WC-SBERT is pre-trained using wiki categories as labels. We are particularly interested in whether direct comparison of the target test set’s queries and labels should be conducted, or if an intermediate step is required. This intermediate step involves mapping the queries to the closest category within the wiki categories and then performing the category-label matching. Intuitively, the presence of seen categories during WC-SBERT’s training process should potentially improve accuracy.

In the experiment, we compare each text (query) in the AG News test set with all wiki categories using cosine similarity. We obtain the category closest to this query as input (for example, query: Fears for T N pension after talks Unions representing workers at Turner Newall say they are ’disappointed’ after talks with stricken parent firm Federal Mogul. corresponds to category: Transport and General Workers’ Union). We then perform a second round of cosine similarity between this category and the labels that should be output for the test. The experimental results can be referred to the Figure 3.

Self-training

The self-training experiments can be divided into three parts to assess the impact of their configurations on accuracy:

•

$i$ : The number of iterations
•

$m$ : The choice of the model for fine-tuning
•

$t$ : The setting of the similarity score threshold

This study conducted relevant experiments on the AG News test set. Detailed results can be referred to Figure 4.

Self-training performance comparison

Continuing from the previous experiment, Self-training relies on iterative training to increase accuracy. The iterative process consists of two main parts: inference on the target training and testing sets, and fine-tuning based on the inference results. We conducted the experiments using WC-SBERT on different datasets and reproduced the current best model in Gera et al. (2022) approach.
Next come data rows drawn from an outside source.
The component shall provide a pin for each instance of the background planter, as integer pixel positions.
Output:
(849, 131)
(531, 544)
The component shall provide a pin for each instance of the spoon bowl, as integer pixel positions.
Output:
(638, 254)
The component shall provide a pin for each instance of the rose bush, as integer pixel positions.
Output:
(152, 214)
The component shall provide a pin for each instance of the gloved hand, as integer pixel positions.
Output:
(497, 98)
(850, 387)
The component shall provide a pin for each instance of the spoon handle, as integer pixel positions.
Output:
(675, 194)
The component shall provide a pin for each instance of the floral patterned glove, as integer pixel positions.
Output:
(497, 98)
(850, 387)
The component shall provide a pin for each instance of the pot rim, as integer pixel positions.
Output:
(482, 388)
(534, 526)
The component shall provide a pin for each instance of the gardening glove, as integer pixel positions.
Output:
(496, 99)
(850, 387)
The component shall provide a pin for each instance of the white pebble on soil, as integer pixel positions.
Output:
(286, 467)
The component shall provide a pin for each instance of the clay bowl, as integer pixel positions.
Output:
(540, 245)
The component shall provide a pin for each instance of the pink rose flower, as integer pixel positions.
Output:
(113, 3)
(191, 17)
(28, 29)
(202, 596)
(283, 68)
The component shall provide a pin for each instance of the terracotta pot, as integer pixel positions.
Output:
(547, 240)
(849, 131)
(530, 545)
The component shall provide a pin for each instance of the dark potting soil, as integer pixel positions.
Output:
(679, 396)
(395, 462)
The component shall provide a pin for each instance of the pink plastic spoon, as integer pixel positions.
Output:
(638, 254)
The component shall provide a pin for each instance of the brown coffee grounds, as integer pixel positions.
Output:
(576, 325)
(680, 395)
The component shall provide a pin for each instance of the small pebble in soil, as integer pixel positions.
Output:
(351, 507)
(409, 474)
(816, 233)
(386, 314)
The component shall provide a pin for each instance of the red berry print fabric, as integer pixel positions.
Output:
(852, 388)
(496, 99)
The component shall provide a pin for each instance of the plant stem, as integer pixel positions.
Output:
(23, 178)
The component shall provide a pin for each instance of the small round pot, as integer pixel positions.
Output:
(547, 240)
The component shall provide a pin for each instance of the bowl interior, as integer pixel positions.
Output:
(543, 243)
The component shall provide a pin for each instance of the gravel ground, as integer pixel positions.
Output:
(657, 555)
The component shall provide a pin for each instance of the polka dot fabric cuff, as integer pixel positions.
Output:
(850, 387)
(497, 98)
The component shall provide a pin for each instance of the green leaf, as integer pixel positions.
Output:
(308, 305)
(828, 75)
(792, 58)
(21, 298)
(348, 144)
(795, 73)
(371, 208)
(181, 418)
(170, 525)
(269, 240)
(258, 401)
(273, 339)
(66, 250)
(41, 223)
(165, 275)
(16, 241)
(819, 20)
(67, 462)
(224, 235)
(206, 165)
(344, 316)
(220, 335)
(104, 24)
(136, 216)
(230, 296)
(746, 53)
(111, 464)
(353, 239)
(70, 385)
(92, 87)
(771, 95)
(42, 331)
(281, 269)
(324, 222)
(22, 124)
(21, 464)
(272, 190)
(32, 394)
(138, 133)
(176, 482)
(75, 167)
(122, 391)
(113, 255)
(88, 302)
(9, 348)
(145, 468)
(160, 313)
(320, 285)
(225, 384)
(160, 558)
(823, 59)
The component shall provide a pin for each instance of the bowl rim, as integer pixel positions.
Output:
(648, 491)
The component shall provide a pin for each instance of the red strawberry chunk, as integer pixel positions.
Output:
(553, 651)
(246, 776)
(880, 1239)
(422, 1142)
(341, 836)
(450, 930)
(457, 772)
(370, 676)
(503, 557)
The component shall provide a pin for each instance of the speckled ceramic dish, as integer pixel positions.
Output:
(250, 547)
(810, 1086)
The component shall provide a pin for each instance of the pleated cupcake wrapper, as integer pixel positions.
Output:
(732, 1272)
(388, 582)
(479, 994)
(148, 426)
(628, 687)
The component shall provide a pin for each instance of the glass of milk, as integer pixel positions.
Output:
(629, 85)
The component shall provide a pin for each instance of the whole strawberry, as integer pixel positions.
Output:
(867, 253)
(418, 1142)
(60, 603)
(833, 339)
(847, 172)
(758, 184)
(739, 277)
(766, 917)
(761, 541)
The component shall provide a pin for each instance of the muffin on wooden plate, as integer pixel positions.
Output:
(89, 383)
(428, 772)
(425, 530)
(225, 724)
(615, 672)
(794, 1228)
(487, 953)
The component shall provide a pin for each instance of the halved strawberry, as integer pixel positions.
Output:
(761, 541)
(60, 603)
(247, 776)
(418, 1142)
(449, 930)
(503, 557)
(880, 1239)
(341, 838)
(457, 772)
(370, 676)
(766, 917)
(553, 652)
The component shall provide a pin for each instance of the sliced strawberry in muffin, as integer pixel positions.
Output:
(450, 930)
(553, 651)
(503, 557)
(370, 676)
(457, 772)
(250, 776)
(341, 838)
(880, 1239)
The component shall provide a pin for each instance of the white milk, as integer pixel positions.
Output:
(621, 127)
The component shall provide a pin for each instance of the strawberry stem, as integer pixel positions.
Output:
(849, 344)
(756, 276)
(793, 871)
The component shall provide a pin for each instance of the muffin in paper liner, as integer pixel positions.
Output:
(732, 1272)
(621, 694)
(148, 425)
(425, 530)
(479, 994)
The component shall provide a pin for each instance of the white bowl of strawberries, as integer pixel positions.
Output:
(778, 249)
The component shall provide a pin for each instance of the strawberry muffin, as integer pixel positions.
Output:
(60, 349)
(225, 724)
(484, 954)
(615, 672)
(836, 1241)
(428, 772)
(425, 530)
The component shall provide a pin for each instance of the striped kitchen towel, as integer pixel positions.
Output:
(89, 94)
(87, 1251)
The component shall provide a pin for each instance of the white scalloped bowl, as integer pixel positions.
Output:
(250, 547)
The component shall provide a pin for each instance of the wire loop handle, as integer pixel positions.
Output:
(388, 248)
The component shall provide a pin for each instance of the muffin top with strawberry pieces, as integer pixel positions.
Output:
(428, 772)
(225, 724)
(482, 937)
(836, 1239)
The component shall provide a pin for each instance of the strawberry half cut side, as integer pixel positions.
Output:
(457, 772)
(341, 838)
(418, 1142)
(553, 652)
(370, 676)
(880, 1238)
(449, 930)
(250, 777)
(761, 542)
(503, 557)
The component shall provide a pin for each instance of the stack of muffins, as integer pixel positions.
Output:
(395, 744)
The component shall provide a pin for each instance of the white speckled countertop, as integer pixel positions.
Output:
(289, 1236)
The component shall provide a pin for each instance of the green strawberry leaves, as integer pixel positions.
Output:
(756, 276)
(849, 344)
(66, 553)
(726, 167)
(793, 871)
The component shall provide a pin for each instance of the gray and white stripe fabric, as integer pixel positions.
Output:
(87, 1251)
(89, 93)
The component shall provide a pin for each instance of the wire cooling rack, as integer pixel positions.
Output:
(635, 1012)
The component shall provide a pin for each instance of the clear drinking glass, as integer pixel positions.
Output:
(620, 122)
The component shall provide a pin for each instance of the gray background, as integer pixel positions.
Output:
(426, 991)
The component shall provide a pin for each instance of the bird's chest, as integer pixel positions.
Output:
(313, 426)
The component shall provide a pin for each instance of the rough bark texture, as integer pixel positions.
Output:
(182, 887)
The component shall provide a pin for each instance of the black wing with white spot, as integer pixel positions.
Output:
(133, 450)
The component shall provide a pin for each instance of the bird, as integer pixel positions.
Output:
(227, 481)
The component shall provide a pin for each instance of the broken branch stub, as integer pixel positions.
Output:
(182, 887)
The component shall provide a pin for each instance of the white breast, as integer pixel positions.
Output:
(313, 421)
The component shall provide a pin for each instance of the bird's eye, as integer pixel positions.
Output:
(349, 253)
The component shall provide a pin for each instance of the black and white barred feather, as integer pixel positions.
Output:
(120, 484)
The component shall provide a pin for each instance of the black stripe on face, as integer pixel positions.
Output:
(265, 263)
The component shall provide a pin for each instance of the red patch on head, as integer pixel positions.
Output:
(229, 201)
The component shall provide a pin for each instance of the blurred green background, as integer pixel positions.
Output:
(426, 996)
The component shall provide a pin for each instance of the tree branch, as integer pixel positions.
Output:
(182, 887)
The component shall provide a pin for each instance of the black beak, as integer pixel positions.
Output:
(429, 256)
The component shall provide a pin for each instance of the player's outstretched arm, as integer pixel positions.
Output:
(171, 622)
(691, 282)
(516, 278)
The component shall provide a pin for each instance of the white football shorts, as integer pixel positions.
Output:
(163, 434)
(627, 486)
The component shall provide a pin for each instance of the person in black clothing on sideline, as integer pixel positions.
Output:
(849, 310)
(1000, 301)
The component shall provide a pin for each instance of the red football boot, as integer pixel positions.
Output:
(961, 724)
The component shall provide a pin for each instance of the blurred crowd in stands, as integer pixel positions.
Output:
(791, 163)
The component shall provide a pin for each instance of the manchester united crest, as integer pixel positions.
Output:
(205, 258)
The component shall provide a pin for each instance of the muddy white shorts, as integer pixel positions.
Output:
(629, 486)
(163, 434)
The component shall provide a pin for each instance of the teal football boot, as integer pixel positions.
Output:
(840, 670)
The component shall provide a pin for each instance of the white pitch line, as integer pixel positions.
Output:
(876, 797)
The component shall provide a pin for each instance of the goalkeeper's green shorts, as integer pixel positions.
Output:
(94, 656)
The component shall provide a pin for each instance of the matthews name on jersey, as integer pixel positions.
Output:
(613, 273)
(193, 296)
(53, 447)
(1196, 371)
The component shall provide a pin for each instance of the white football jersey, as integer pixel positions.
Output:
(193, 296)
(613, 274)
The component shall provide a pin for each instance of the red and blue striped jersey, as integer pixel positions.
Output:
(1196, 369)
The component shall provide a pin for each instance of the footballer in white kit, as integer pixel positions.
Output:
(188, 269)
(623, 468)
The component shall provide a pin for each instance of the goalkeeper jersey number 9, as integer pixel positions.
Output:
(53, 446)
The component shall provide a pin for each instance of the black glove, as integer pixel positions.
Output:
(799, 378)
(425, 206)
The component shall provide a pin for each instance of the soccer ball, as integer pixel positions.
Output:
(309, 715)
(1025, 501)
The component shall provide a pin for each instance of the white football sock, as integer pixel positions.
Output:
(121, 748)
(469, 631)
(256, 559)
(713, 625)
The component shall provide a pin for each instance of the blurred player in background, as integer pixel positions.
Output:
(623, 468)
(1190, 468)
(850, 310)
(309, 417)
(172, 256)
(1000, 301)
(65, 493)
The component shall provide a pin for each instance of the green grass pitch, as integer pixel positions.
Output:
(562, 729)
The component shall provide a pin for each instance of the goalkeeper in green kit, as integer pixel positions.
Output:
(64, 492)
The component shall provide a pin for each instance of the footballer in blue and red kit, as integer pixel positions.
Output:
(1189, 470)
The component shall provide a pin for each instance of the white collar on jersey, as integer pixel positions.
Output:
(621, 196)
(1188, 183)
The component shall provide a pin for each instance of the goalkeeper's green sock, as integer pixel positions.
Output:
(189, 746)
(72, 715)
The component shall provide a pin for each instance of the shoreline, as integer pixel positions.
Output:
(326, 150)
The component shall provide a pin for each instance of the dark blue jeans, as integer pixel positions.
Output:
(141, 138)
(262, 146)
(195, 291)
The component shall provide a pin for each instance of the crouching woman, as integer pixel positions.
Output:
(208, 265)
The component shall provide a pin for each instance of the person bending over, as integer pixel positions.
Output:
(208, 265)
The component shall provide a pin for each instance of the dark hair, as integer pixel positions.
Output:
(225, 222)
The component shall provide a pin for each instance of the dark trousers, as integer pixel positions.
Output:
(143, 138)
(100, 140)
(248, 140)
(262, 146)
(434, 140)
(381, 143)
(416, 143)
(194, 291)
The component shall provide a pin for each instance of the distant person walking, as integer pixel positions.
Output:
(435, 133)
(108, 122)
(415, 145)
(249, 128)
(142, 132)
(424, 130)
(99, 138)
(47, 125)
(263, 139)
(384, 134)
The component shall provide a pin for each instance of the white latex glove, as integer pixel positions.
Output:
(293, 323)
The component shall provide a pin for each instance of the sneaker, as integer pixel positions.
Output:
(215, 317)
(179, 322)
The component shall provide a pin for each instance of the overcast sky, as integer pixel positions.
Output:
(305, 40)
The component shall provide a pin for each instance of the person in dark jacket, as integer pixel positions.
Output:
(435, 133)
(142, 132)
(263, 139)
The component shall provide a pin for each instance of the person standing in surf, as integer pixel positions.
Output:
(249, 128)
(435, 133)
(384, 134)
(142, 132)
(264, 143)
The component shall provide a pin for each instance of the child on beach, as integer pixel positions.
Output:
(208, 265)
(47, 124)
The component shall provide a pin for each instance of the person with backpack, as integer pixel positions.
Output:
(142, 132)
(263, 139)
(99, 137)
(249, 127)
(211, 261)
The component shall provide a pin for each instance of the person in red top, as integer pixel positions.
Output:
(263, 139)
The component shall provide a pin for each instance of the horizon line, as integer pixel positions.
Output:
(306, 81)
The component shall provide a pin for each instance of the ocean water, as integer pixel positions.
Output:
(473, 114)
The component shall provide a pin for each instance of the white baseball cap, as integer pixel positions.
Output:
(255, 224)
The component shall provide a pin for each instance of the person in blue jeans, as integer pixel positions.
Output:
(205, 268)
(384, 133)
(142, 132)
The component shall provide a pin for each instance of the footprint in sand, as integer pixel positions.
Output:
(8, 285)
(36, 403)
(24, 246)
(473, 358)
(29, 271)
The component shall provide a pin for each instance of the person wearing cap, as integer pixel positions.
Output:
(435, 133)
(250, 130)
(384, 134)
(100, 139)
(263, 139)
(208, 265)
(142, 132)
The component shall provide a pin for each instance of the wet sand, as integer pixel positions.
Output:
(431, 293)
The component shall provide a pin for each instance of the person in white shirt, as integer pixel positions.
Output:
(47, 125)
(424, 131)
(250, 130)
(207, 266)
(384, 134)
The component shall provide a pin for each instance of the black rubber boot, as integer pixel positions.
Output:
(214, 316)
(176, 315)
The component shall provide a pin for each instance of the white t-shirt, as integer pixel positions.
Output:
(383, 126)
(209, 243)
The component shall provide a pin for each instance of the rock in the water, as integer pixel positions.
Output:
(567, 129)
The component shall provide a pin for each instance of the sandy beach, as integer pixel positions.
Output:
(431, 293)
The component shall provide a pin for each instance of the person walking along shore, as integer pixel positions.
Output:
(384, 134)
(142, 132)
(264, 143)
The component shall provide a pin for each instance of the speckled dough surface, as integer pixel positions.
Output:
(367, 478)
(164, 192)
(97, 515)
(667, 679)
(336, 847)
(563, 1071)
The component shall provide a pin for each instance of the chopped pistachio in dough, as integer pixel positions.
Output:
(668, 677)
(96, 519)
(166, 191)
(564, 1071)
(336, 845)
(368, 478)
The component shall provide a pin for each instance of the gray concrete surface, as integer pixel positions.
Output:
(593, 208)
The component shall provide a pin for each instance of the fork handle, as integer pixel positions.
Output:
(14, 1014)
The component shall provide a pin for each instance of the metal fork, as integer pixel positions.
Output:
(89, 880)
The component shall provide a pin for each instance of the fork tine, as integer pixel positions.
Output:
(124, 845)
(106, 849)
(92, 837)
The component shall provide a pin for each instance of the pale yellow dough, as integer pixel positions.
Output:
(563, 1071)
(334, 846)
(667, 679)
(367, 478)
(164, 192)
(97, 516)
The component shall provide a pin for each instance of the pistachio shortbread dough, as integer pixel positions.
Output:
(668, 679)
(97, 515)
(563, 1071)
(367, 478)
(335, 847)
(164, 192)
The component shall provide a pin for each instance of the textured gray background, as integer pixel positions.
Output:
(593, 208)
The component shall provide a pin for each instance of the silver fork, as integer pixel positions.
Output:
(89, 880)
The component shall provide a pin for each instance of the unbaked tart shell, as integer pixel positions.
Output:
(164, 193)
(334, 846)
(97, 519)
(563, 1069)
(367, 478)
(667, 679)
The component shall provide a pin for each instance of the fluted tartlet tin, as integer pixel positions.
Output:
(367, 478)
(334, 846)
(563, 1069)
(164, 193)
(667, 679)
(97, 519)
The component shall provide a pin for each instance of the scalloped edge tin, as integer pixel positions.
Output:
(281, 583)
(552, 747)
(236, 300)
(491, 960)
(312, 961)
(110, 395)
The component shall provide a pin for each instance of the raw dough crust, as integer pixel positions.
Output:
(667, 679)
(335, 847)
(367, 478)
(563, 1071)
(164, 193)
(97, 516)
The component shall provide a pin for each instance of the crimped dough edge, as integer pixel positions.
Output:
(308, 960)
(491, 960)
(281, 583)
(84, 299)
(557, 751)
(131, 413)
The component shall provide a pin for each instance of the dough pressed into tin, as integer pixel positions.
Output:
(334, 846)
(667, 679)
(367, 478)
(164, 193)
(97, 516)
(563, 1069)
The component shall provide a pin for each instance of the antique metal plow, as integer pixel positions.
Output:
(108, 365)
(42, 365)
The experiment involved 2 rounds of fine-tuning and 3 rounds of inference to compare the time cost of inference and fine-tuning between the two methods, thereby evaluating their performance.

To ensure the experiment’s fairness, all tests were conducted using the same hardware environment with the following specifications: CPU: Intel(R) Xeon(R) Gold 6154 (8 cores), GPU: NVIDIA Tesla V100 * 2, RAM: 128 GB, OS: Ubuntu 20.04 LTS. The experimental results are presented in Table 2.

GPT experiment

We have also used the currently popular GPT-3.5 model and the GPT-4+fine-tune model provided by the API to test the effects of zero-shot text classification. Compared to the GPT-4 model, the GPT-3.5 model is more affordable, allowing us to test on several datasets. For GPT-3.5, the prompt template we used is as follows:

Listing 3 Prompt sample with GPT 3.5

⬇

1There are 10 classes below:

2 Social & Culture

3 Science & Mathematics

4 Health

5 ...

6This text is belong to which class:

7Which celebrity smokes the most weed? snoop dog of course

Using the aforementioned prompt for inference on the GPT-3.5 model, the results are presented in the experiment result section.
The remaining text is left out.